Although the dynamic of a marriage and women’s rights in general were unfair to women in a patriarchal society, women with any kind of mental disorder were ostracized.  The mental institutions in the late nineteenth century and early twentieth had a broken system.  If a woman legitimately had a disease, her mental state would many times be worsened. David Wright, a professor from Oxford, provides insight on the broken systems of mental institutions through the use of one asylum: the Earlswood Asylum during the Victorian England.  In a review on Wright’s book, Gerald N. Grob writes, “Equally paradoxical, the faith in education rested on a belief in the organicist origins of mental disability, namely, that physical defects were hampering individual development. Idiocy, in other words, was being framed as a disease of the mind.”  Something as simple as idiocy during this time period could be considered a mental disease.  The narrator of “The Yellow Wallpaper” has postpartum depression, and being locked in a room for an extraneous amount of time intensified her depression.  She is infatuated with the yellow wallpaper in the room, and her infatuation drives her to insanity.  She says, “And then when the sun came and that awful pattern began to laugh at me, I declared I would finish it today!” (310).   She begins to see things in the wall, and she feels it needs to remain a secret.  She figures out the secrets the wall contains throughout the story until she is completely mad.  As she becomes more infatuated with the wall, her husband, John, believes she is recovering because she does not need as much attention.  

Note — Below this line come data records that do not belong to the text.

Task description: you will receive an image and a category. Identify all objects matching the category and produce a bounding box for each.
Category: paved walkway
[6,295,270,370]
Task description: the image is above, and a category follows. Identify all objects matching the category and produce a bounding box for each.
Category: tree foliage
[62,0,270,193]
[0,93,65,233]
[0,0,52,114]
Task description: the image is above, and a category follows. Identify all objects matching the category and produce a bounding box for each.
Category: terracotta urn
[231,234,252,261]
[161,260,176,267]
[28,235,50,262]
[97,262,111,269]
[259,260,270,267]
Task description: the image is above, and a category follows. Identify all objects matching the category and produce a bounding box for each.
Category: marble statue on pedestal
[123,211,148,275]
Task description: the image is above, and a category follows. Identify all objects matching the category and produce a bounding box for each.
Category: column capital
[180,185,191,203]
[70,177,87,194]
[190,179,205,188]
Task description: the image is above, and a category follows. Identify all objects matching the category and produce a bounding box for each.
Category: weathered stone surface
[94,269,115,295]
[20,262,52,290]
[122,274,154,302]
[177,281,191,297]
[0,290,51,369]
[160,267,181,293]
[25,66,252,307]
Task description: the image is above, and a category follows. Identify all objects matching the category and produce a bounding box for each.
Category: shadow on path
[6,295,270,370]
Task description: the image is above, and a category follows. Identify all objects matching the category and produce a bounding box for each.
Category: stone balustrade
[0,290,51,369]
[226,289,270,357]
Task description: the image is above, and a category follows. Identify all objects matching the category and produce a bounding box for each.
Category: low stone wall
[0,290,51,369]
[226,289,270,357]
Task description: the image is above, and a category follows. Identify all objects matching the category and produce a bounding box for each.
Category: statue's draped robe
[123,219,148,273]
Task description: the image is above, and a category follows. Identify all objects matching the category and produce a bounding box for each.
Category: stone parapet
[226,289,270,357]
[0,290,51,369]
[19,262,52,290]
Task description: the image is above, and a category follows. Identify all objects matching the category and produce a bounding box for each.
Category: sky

 Grob considers this culture to “devalue mental disability.”  Women could not earn an independent living because they were oppressed by society and men, and Grub discusses how society at the time placed their value on achievement and education, both of which were denied to most women.  The narrator talks about John in a loving light, and like he always knows best.  After John tells his wife, again, that she cannot live downstairs, she says, “he is very careful and loving, and hardly lets me stir without special direction” (300).  John has made the narrator believe that he knows what is best for her, and that she is not smart or independent enough to make decisions for herself.  John suppressed not only her independence, but her will to write.  Throughout the short story, the narrator consistently mentions her desire to write, and how John does not want her to.  According to Grob the people in this time period made for “a culture that places a premium on educational achievement and self-sufficiency”. Because there was so much value placed in academics and self-sufficiency, the easiest way to repress women’s rights was to restrict their education and self-sufficiency as much as possible. As the narrator is writing in her journal, she says, “There comes John, and I must put this away- he hates to have me write a word” (301).  John is, in his essence, a symbol and an example of late nineteenth century culture suppressing a woman’s right to education, independence, and responsibility. 

Women were restricted in the late 1800s and the early 1900s a great deal in many different ways.  For a culture that placed so much value and importance on education and independence, men almost completely denied women the right to either.  Because this was denied from so many, women had no credibility.  Therefore, they had no means to defend themselves if they were diagnosed as mentally ill, and no say in what their treatment was.  The patriarchal society also made its way into family life, and it was especially evident in marriages. The narrator in “The Yellow Wallpaper” is striped of her credibility, independence, education, and right to do things and move as she pleases.  She falls victim of this society and of the archetypal marriage of her culture. Charlotte Perkins Gilman illustrates what society was like in this time period through the eyes of a woman with a cultivating mental illness in a typical late nineteenth century marriage.